The London Telegraph reports that the “50p tax rate,” by which individuals pay 50 percent of their income after the first £150,000 in individual income, is not raising revenues, despite the fact that “most other taxes produced higher revenues over the same period”:
The Treasury received £10.35 billion in income tax payments from those paying by self-assessment last month, a drop of £509 million compared with January 2011. Most other taxes produced higher revenues over the same period.
Senior sources said that the first official figures indicated that there had been “manoeuvring” by well-off Britons to avoid the new higher rate. The figures will add to pressure on the Coalition to drop the levy amid fears it is forcing entrepreneurs to relocate abroad.
The self-assessment returns from January, when most income tax is paid by the better-off, have been eagerly awaited by the Treasury and government ministers as they provide the first evidence of the success, or failure, of the 50p rate. It is the first year following the introduction of the 50p rate which had been expected to boost tax revenues from self-assessment by more than £1billion.

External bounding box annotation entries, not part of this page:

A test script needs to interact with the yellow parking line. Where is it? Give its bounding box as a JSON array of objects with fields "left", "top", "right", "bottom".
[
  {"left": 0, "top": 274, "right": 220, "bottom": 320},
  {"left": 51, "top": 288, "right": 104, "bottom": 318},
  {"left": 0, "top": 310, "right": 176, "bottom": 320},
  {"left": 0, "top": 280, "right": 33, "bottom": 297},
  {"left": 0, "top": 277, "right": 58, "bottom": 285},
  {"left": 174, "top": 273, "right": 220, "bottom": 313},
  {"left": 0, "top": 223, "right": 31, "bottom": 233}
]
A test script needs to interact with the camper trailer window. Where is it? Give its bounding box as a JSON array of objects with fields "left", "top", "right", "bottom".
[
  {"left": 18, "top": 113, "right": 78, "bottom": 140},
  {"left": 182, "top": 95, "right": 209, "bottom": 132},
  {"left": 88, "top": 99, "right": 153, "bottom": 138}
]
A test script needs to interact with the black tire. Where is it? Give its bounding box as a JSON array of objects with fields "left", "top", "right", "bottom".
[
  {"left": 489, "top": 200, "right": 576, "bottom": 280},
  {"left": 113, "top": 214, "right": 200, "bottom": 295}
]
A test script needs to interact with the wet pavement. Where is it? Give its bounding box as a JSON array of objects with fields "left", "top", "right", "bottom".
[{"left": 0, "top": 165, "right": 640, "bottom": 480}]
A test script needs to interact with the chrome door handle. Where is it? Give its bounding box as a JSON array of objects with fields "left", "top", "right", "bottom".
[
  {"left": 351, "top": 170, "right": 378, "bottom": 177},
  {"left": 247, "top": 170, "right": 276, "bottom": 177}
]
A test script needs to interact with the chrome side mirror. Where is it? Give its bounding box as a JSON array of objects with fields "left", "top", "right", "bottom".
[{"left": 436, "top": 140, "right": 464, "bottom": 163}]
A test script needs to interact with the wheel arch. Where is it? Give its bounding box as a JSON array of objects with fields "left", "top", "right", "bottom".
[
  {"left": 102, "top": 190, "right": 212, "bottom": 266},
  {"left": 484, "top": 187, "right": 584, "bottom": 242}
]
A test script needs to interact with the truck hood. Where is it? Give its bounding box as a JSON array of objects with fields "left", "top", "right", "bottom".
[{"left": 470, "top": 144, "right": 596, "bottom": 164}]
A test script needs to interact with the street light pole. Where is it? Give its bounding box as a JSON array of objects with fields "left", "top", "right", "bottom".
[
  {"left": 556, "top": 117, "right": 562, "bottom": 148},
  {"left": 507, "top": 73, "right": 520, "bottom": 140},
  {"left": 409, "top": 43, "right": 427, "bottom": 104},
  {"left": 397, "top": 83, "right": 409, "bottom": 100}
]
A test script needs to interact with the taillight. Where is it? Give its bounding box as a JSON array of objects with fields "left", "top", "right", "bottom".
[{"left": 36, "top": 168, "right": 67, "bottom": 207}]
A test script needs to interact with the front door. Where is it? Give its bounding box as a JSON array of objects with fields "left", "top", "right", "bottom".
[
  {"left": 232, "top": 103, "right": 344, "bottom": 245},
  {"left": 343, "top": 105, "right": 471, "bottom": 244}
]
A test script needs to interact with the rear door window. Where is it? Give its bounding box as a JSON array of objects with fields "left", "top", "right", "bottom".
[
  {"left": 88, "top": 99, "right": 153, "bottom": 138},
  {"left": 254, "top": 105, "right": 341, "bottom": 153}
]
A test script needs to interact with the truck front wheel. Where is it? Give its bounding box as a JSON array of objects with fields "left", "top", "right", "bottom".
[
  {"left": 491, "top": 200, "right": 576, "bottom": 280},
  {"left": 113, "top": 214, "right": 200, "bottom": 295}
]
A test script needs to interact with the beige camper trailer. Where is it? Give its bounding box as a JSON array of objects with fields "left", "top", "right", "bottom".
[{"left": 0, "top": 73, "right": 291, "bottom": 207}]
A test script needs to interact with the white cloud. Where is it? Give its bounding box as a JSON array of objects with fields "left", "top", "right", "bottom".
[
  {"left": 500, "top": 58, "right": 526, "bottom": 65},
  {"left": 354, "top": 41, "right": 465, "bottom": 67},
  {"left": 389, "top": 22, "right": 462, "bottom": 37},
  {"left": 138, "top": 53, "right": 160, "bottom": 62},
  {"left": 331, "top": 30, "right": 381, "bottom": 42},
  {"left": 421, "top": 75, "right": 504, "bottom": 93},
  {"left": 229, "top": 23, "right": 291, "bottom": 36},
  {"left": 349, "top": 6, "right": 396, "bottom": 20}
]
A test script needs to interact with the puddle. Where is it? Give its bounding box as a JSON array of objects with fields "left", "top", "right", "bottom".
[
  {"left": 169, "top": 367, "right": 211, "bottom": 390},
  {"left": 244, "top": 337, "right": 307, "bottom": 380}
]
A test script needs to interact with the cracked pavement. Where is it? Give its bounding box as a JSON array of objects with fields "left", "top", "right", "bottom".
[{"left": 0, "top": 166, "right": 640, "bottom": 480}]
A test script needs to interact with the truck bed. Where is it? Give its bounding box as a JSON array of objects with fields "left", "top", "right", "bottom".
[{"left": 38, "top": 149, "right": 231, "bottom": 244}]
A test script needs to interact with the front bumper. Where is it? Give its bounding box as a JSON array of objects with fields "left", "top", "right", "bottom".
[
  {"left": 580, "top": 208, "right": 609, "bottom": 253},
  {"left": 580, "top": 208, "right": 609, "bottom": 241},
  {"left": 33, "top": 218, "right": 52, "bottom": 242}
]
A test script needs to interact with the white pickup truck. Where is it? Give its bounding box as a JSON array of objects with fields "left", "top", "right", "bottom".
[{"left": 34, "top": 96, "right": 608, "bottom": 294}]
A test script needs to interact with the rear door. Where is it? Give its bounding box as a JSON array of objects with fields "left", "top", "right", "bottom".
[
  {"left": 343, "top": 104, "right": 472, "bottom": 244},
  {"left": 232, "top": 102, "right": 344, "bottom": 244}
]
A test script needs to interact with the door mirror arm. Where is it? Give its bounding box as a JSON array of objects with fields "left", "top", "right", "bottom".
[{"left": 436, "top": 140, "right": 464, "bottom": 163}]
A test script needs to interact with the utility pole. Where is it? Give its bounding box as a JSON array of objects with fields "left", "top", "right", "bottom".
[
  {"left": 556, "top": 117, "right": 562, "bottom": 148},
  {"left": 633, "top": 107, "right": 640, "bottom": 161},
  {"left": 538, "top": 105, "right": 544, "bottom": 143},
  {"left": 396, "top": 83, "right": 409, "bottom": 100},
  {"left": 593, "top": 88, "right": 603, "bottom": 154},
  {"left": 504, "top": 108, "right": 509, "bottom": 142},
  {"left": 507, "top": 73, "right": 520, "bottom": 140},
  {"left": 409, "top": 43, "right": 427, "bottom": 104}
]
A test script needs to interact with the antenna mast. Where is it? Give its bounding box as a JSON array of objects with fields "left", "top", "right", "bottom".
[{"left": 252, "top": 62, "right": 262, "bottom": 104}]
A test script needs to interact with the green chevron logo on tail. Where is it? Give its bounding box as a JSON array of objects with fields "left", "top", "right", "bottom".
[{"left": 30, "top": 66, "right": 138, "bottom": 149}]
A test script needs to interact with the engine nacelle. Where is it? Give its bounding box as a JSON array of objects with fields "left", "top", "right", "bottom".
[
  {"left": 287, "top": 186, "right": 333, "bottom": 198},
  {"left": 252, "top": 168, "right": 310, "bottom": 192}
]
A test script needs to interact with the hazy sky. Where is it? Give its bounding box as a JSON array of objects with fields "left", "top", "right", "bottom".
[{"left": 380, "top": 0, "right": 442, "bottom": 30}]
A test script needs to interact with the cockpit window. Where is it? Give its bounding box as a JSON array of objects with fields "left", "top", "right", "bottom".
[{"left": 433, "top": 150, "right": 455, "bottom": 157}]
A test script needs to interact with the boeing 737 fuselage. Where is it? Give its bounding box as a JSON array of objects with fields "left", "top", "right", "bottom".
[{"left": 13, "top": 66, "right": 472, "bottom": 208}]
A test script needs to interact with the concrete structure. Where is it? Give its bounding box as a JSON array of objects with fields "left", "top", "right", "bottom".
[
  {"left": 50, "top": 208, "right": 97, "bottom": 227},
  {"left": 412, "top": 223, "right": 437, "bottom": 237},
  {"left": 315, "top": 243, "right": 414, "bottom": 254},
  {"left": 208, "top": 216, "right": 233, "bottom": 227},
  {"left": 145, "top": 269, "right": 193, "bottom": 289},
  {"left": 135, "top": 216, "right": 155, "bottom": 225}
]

This isn’t greatly surprising. Despite the insistence from both the Labour government that introduced the rate and the new Conservative-Liberal coalition that it was necessary until Britain ”gets out of the crisis,” the move has had its critics. Last year, the Guardian noted that “a group of economists called for Britain’s . . . top rate of income tax to be scrapped ‘at the earliest opportunity’ to boost growth, amid fresh concerns that the UK is slipping towards a double-dip recession.” The group’s letter, written
by economists, who include Cambridge University academic Bob Rowthorn and former members of the Bank of England’s monetary policy committee DeAnne Julius and Sushil Wadhwani, claims the top rate introduced by the last Labour government, which applies to high earners on an income over £150,000, “punishes” entrepreneurship.
They called for a return to an “internationally competitive tax regime” to stimulate the faltering economy.
“We are concerned that Britain’s 50p income tax rate is doing lasting damage to the UK economy,” they wrote. “It gives the UK one of the highest personal tax regimes in the industrialised world, making it less competitive internationally and making us less attractive as a destination for both foreign investment and talented workers.
“It punishes wealth creation by imposing on entrepreneurs and business people a marginal tax rate in excess of 50% once national insurance contributions are added in. This is particularly damaging when the UK needs to create new businesses in new industries.
The economists, who said the rate applies to just 1% of people who pay 24% of all income taxes, added in the letter: “We call on the government to drop the 50p tax at the earliest opportunity as part of a package of measures to stimulate growth.
“Only by returning to an internationally competitive tax regime will Britain enjoy long-term sustainable economic growth.”